A Mercer news release said this trend comes as governments, providers, social partners, and plan sponsors scramble to meet the needs of the first cohort of retirees who will rely primarily on defined contribution (DC) plans for retirement income.

The articles take a look at this aspect of retirement planning in articles penned by Mercer consultants including:

  • Design for the future: DC spend-down strategy (Bob Moreen, Philadelphia)
  • Distribution options in the U.S. (Betsy Dill, Los Angeles)
  • Spend-down products: A Canadian perspective and experiences (Oma Sharma, Toronto)
  • Annuities market in the U.K.: Is help on the way? (Andy Parker, London)
  • Optimizing retirement: Spend-down modeling – In search of the silver bullet (Darren Wickham, Sydney)
  • Singapore’s CPF LIFE: An in-depth look (Ben Facer, Singapore)
  • Spend down: The final frontier (Neil Lloyd, Vancouver)

“With the imminent wave of baby boomer retirements about to occur, sponsors, policymakers, and fiduciaries of DC plans are spending considerable time and energy trying to develop, or at least understand, the optimal post-retirement solution,” said Wickham, a Principal and Actuary in Mercer’s Retirement, Risk & Finance business in Sydney, Australia.

A Spend-Down Model 

Mercer said its spend-down models (described in an article in the collection) are designed to help sponsors evaluate retiree returns in terms of real income over a lifetime, risks of strategies, the impact of the retiree leaving a bequest, and retiree risk preference and behavioral biases. The goal, according to Wickham, is to allow sponsors and others to:

  • Choose among different product providers;
  • Compare complex fee structures;
  • Compare different classes of products;
  • Design default strategies (possibly involving a mix of different classes of products);
  • Satisfy regulatory requirements (about default strategies);
  • Communicate, highlighting advantages to employees if they end up paying institutional fees rather than retail fees.

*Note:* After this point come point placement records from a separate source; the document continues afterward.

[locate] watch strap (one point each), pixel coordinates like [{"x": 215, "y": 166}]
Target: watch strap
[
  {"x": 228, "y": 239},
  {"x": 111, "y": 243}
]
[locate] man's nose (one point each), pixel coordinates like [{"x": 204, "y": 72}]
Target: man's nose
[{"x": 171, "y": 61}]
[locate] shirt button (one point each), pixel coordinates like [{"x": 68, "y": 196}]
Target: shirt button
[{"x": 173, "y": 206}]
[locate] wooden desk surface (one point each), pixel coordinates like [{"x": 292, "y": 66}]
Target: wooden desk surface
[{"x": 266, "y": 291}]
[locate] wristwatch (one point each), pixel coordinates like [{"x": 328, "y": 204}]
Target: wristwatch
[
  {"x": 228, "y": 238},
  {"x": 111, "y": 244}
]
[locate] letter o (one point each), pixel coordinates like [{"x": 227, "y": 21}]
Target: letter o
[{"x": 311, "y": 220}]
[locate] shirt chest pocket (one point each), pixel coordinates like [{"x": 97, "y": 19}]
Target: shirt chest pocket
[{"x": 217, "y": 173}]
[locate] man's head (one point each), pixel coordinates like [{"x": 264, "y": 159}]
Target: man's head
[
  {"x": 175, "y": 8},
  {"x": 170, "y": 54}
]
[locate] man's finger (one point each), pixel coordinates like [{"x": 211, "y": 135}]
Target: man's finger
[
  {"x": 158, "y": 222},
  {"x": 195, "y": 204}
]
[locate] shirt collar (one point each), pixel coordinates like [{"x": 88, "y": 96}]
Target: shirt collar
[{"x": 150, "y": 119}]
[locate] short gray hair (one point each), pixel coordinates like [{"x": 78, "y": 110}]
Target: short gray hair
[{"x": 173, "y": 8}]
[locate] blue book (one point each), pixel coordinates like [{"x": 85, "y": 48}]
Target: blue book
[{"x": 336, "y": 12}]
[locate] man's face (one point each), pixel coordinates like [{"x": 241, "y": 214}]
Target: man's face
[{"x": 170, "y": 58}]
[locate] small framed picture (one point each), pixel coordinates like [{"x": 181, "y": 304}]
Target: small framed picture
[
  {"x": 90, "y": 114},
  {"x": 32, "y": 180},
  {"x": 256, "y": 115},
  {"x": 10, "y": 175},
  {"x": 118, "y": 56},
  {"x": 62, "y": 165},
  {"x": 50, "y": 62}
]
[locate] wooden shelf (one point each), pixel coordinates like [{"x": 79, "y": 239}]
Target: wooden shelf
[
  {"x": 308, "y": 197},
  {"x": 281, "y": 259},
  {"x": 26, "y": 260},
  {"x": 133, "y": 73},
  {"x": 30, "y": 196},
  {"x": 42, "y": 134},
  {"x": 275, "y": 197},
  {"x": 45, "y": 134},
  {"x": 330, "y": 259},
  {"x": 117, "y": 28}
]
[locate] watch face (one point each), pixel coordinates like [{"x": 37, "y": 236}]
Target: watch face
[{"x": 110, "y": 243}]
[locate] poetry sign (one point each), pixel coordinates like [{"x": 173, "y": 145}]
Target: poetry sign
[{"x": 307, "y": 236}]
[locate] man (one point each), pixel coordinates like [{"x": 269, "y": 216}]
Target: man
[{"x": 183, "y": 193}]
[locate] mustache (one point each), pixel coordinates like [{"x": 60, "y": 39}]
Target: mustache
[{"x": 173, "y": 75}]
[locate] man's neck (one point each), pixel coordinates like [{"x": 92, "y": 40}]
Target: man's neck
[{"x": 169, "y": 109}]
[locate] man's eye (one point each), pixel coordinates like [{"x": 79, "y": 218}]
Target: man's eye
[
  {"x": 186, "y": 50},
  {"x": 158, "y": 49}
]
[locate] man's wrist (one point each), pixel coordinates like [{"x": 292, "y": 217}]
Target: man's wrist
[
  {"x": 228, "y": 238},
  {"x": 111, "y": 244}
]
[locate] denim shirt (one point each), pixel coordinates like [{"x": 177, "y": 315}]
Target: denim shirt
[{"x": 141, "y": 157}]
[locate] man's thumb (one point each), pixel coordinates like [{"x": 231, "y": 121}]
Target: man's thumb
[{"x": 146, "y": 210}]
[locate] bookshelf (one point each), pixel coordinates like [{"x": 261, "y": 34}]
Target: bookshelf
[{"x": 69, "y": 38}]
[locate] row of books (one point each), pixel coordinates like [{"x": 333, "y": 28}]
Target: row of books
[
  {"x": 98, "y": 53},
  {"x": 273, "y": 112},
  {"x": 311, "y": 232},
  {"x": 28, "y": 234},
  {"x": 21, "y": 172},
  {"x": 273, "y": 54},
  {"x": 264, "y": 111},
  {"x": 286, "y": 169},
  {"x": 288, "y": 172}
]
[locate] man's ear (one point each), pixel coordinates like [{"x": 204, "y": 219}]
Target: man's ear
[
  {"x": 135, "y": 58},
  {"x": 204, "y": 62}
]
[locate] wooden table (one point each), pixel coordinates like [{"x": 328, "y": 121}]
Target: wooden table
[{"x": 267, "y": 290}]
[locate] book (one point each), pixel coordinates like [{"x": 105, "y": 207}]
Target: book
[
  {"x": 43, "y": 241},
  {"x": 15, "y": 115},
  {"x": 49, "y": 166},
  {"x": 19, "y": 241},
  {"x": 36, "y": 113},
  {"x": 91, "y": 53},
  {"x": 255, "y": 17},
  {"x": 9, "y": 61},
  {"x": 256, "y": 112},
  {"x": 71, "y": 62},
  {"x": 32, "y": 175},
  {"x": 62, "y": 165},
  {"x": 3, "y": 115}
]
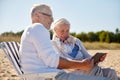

“The spend-down phase is in many ways the ‘final frontier’ of DC plan provision,” wrote Neil Lloyd, a Senior Consultant in Mercer’s Investment Consulting business in Vancouver. “It is certainly an area where regulators have concern, and employers are wary of stepping into the breach. But ultimately, the spend-down phase is most important to those people who are retiring from DC plans and who are now trying to decide what to do with their accumulated retirement assets.…If the past 10 years tracked the emergence of lifecycle/target-date funds in DC plans, the next 10 years will undoubtedly focus on the spend-down phase.”